Post Mortem is Gary Bell’s second novel, and once again co-written with Scott Kershaw. This time Elliot Rook QC and his pupil, Zara Barnes, find the cases they are each defending are closely intertwined. Rook has been retained to defend a junior prison officer at HMP Wormwood Scrubs who is accused of smuggling drugs into the prison; and Zara Barnes is trying to get her young client off a drug dealing charge.

Of course neither case is straightforward. Rook’s client, Charli Meadows, is a young, single mum struggling to make ends meet, and there’s no doubt the drugs were found in her car. What’s at issue is whether she was the one to put them there.

Zara’s client was in the wrong place at the wrong time, arrested by the police in a pub that was being raided. He hadn’t had any drugs on him when he was arrested and the police don’t seem interested in questioning why he was there. But they definitely don’t want him out on bail.

The story is actually pretty pacey, and everything traces back to a power struggle between drug gangs. But the senior criminals are shadowy figures, known of and talked about but never seen. As the court deadlines loom, Rook and Barnes race around trying to gather the evidence they need to clear their respective clients and in between times there are death threats, chases, and even fighting dogs.

The legal scenes are fun too, with a good cast of characters in the barristers’ chambers and the courts. At times it’s a sort of cross between Kavanagh QC and Rumpole of the Bailey.

You have to suspend your disbelief reading these books. The idea that a QC, however chequered his past, would have so much hands-on involvement in solving crimes is ridiculous. But somehow Gary Bell manages to carry it off with these stories. His debut novel (Beyond Reasonable Doubt) had a really unexpected twist at the end; and this one does too.

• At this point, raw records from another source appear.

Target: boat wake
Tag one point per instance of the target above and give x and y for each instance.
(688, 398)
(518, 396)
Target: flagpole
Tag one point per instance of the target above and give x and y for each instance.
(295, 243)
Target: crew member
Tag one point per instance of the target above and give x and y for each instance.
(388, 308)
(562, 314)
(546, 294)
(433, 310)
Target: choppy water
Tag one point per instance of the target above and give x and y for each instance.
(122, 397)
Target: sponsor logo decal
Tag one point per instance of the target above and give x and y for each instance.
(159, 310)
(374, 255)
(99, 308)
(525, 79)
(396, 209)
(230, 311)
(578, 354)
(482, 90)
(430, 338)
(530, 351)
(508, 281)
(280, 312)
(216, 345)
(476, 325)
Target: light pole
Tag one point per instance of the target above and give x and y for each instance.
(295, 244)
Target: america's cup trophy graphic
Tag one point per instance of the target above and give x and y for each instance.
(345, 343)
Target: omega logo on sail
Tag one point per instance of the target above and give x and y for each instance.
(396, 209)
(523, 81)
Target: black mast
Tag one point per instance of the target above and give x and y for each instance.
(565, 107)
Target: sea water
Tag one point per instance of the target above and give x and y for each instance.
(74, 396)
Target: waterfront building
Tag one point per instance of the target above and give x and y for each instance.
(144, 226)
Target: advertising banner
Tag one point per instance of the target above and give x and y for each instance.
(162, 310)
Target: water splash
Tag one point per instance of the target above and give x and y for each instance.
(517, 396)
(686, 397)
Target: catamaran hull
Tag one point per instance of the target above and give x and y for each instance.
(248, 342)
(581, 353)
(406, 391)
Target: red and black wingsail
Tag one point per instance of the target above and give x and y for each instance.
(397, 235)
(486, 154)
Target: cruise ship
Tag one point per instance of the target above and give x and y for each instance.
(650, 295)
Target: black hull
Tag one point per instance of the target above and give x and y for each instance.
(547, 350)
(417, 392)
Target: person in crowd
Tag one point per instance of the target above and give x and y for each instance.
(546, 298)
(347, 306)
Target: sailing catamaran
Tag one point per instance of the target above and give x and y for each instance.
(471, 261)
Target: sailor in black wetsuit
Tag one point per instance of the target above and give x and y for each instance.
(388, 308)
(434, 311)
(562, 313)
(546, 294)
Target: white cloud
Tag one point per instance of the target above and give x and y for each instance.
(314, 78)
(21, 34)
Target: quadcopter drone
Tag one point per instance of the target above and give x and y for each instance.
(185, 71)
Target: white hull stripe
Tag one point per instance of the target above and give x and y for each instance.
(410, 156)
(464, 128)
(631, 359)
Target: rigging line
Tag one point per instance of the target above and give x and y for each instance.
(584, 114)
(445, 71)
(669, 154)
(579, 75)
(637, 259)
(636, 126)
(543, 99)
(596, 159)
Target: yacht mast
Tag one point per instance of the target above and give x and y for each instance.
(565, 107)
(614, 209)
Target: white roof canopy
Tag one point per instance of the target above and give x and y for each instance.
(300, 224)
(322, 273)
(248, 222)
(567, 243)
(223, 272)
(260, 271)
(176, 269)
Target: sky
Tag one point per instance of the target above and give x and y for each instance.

These are good whodunnits, easy to read and lots of fun. Rook and Barnes make a good pair, bouncing ideas off each other and pulling at the clues until they’ve worked things out. This is described as a legal thriller on the cover, and that’s what it is. There are no great insights into character or cause. It’s just an enjoyable read and none the worse for that. I’m looking forward to the next book in the series. 4-Stars.